Melody appeared to think this over. She got up, opened the door, looked outside, and returned to her seat. “I had to make sure he wasn’t listening.” She lowered her voice. “It all connects up to Mr. Gallagher’s disappearance. There’s nothing concrete, just these uneasy thoughts that might mean something and might not. My . . . knitting friend says they don’t amount to anything that Mr. Scrimshank couldn’t easily explain away. Suspicion isn’t evidence.”

“Start from when you first became concerned,” I suggested.

“I always thought it curious that he kept the Gallaghers’ records in the safe in his office, rather than giving them to me to file, and that he took to sending me off on some trumpery errand when her ladyship and her husband came in to talk to him.”

“Why do you think that was, Miss Tabby?”

“It started a couple of years ago. Mr. Gallagher came on his own one Monday morning at—”

“No need for the twiddly bits, Mel.”

“You’re right, I need to hurry this up.” She looked nervously toward the door. “He could come in for those letters. I’ve never been a second later than promised when putting them on his desk. On that occasion Mr. Gallagher did something most unusual. He came in here to talk to me about being surprised that what should have been sound investments had done so poorly over the last few years.”

“Did he sound suspicious that Mr.

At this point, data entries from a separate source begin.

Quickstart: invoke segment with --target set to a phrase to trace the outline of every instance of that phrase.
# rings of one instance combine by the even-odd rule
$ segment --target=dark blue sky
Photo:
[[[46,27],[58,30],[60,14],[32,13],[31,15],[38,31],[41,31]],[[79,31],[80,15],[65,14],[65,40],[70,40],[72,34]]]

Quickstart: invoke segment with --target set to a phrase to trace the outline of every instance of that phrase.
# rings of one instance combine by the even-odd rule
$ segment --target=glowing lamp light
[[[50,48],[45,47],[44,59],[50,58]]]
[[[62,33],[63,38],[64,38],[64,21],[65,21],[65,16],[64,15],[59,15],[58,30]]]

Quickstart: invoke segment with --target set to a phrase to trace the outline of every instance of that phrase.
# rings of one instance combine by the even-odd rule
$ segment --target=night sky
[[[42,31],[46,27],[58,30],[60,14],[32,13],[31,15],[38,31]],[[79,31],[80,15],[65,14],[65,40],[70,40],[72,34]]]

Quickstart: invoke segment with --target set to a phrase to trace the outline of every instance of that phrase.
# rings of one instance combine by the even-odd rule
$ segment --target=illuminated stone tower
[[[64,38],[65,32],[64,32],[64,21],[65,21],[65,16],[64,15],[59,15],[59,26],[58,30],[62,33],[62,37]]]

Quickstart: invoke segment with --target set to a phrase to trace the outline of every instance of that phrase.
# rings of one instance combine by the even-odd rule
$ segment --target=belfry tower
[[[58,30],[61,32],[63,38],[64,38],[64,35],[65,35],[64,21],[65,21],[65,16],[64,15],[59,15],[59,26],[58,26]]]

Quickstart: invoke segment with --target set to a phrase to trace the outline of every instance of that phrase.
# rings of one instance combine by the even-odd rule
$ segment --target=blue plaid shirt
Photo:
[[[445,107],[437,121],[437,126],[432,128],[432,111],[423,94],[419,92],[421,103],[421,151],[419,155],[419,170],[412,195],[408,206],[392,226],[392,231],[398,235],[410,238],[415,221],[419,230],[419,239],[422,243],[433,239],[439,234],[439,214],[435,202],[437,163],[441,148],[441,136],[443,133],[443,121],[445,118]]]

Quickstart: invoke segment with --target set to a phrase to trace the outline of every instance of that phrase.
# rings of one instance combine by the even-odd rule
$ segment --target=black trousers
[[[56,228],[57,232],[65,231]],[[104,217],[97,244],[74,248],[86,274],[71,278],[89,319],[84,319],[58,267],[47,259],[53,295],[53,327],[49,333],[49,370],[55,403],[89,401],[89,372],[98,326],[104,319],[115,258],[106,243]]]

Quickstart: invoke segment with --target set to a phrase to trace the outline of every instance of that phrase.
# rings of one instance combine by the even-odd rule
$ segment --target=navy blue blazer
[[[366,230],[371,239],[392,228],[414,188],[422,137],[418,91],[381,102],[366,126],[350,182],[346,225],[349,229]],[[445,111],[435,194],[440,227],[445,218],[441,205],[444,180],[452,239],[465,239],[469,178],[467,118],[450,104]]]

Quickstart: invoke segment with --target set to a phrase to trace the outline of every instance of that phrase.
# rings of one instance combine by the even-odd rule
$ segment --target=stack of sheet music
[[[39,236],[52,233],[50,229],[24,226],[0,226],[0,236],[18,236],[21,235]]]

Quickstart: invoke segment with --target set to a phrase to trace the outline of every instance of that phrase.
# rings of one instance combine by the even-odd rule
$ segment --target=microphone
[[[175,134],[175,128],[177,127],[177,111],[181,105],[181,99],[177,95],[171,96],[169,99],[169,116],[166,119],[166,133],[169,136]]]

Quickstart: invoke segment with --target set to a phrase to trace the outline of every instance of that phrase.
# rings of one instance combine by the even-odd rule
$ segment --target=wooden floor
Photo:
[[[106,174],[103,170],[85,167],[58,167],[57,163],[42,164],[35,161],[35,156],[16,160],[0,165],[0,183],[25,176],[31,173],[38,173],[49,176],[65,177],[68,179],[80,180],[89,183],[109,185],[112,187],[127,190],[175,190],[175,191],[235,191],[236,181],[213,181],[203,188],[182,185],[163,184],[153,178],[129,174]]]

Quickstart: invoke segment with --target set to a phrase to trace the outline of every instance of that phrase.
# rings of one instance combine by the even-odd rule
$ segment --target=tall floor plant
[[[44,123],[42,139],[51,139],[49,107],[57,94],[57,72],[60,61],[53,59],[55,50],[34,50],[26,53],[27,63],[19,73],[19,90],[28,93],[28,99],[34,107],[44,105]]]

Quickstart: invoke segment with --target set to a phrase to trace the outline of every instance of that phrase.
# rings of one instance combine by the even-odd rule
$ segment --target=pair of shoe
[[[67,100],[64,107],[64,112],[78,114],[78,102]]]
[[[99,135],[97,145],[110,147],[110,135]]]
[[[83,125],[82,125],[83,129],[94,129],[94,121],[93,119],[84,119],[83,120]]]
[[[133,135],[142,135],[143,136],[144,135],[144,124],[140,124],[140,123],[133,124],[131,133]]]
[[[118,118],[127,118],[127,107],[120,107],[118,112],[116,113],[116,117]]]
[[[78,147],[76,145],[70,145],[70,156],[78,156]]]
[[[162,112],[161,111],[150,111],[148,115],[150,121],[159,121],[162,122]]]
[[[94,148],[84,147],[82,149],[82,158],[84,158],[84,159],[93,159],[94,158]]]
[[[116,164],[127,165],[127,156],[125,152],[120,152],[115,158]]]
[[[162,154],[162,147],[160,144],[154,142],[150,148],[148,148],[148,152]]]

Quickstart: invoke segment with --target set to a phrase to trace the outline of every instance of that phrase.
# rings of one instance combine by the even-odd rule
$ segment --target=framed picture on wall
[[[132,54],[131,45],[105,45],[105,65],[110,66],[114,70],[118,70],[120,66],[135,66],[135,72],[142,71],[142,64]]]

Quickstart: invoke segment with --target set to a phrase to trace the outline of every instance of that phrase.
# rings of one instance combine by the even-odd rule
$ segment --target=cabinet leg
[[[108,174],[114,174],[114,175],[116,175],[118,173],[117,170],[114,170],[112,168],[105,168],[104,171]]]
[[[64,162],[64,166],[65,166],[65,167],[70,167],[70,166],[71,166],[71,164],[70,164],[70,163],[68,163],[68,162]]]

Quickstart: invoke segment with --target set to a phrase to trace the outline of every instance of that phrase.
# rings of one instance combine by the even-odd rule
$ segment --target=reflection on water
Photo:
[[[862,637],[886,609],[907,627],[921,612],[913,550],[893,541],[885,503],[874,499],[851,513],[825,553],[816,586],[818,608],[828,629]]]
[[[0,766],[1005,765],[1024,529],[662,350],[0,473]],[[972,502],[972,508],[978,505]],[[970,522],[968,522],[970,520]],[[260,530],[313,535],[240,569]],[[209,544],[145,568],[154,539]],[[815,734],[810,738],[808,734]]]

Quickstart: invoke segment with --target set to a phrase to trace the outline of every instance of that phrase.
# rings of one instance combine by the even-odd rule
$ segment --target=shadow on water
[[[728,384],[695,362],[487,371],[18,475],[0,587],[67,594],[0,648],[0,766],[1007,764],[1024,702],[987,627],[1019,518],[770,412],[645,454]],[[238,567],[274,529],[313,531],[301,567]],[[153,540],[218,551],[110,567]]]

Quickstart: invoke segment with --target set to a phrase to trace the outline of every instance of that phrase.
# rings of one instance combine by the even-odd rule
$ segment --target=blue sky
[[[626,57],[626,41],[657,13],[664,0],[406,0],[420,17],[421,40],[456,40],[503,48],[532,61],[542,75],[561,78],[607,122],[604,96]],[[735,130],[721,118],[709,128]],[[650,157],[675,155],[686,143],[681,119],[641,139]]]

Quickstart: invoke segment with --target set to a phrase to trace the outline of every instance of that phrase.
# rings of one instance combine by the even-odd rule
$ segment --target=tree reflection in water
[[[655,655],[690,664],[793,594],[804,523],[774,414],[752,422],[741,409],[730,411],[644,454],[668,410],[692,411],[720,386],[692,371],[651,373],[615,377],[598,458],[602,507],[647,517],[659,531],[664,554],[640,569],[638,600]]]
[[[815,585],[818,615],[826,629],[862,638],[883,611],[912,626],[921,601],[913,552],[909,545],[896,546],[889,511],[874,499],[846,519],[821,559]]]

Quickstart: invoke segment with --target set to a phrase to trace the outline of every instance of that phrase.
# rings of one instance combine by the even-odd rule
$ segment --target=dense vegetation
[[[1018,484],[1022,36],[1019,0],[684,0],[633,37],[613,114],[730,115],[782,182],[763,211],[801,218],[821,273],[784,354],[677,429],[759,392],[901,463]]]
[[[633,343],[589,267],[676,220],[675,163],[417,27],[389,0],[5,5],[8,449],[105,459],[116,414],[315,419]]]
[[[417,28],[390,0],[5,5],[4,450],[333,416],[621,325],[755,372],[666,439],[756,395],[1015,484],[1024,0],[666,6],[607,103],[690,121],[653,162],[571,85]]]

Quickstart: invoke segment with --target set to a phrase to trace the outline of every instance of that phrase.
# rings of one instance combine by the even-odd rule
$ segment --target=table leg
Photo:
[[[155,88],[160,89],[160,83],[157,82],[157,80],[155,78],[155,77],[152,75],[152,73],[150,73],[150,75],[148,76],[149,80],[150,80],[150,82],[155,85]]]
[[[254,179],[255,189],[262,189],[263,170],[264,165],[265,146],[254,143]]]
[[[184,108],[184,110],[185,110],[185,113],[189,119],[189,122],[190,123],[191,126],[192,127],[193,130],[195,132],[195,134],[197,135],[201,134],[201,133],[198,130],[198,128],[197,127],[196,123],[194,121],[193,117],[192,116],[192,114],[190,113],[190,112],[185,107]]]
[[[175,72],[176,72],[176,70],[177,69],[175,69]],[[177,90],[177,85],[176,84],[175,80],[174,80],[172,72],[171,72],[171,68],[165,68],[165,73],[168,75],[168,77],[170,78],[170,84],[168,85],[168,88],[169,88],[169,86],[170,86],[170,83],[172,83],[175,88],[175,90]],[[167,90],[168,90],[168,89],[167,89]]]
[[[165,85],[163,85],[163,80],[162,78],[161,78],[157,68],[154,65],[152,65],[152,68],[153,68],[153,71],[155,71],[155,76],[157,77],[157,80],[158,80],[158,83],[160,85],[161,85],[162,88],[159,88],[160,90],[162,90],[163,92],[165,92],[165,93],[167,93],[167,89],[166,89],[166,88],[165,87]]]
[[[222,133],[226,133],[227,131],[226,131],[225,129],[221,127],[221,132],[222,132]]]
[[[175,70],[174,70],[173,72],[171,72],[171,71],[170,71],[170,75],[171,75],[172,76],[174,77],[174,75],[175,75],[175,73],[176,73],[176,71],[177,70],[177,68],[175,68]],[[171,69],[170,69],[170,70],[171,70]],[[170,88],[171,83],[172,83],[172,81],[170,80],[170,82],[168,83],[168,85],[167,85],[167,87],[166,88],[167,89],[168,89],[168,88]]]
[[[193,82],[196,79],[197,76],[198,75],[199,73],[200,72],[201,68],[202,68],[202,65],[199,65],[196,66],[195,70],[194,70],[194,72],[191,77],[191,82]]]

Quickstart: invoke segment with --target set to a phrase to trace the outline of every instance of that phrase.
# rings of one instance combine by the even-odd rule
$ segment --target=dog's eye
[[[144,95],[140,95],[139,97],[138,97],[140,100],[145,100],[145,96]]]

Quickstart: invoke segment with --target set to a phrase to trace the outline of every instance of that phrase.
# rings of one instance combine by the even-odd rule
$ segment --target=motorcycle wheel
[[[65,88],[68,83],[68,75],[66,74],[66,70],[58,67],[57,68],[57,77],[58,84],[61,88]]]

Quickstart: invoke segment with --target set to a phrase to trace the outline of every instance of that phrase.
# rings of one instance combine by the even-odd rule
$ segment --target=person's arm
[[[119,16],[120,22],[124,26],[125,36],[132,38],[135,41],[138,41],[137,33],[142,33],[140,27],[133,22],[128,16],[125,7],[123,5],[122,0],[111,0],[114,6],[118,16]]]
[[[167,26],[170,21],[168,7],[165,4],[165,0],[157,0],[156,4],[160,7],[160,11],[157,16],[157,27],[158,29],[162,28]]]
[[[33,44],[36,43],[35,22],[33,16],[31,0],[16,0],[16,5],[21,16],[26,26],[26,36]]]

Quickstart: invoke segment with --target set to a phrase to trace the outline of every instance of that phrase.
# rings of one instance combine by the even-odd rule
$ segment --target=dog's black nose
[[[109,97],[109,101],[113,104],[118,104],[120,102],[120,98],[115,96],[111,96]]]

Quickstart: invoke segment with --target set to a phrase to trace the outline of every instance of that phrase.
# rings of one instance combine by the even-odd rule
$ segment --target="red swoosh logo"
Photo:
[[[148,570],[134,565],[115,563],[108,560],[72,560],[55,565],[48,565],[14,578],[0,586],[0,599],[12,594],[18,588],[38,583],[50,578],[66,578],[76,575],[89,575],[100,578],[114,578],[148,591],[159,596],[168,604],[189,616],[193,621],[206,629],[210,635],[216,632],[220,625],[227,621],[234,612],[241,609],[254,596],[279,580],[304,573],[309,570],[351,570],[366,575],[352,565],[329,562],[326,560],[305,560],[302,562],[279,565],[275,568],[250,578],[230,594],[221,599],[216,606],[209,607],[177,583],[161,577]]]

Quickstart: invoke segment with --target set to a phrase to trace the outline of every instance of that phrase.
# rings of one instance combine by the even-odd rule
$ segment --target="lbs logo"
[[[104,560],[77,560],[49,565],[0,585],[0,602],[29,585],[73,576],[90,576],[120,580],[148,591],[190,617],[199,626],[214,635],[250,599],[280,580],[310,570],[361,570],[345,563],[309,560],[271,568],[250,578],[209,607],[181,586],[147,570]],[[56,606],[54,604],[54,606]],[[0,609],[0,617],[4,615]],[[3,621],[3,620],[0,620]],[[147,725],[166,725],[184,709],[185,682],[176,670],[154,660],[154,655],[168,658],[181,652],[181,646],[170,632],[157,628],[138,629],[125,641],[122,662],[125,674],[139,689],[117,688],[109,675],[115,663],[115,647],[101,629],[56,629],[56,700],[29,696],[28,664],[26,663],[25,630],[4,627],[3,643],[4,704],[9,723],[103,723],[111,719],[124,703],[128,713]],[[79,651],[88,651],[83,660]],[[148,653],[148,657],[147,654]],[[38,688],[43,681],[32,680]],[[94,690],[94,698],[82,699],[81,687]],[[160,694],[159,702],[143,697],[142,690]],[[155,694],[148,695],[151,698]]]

Scrimshank had mishandled the funds?”

“He talked about the country going downhill, blamed the economy on the present government, all that sort of thing. Then Mr. Scrimshank walked in, looking rattled. The door was ajar and he could have heard. My knitting friend says it’s
understandable Mr. Scrimshank wouldn’t appreciate Mr. Gallagher discussing his financial affairs with me. And that it’s not strange about those records being in the safe when there was a friendship as well as a business relationship.”

“True.” Mrs. Malloy pursed her lips.

“There’s more.” Melody’s voice dropped lower and she spoke faster. “It has to do with the woman who came in to clean at night, after the office was closed.”

“What about her?” Mrs. Malloy and I asked as one.

“Mr. Scrimshank sacked her. He said she had been stealing. Small things: paperweights off his desk, a little box for holding paper clips. I’m sure she did it, because my coffee cup went missing, and of course I hadn’t moved it. Like everything else on my desk it had its precise spot, never a half inch to the right or left. Even so, I felt sorry for her.” Melody paused to glance again at the door. “She seemed a pleasant enough woman. Of course, I didn’t approve of the way she bleached her hair. Mother would have described her as blowzy. Her name’s Frances Edmonds and—”

“We’ve met her and the husband. Just as we was leaving to come here.” Mrs. Malloy turned to me. “Who’d have thought! Betty Hopkins with her nose for crime is all pally and free as a breeze with a kleptomaniac.”

“Ariel told me Frances stole things,” I said, “but it seemed best to take some of what she says with a grain of salt.”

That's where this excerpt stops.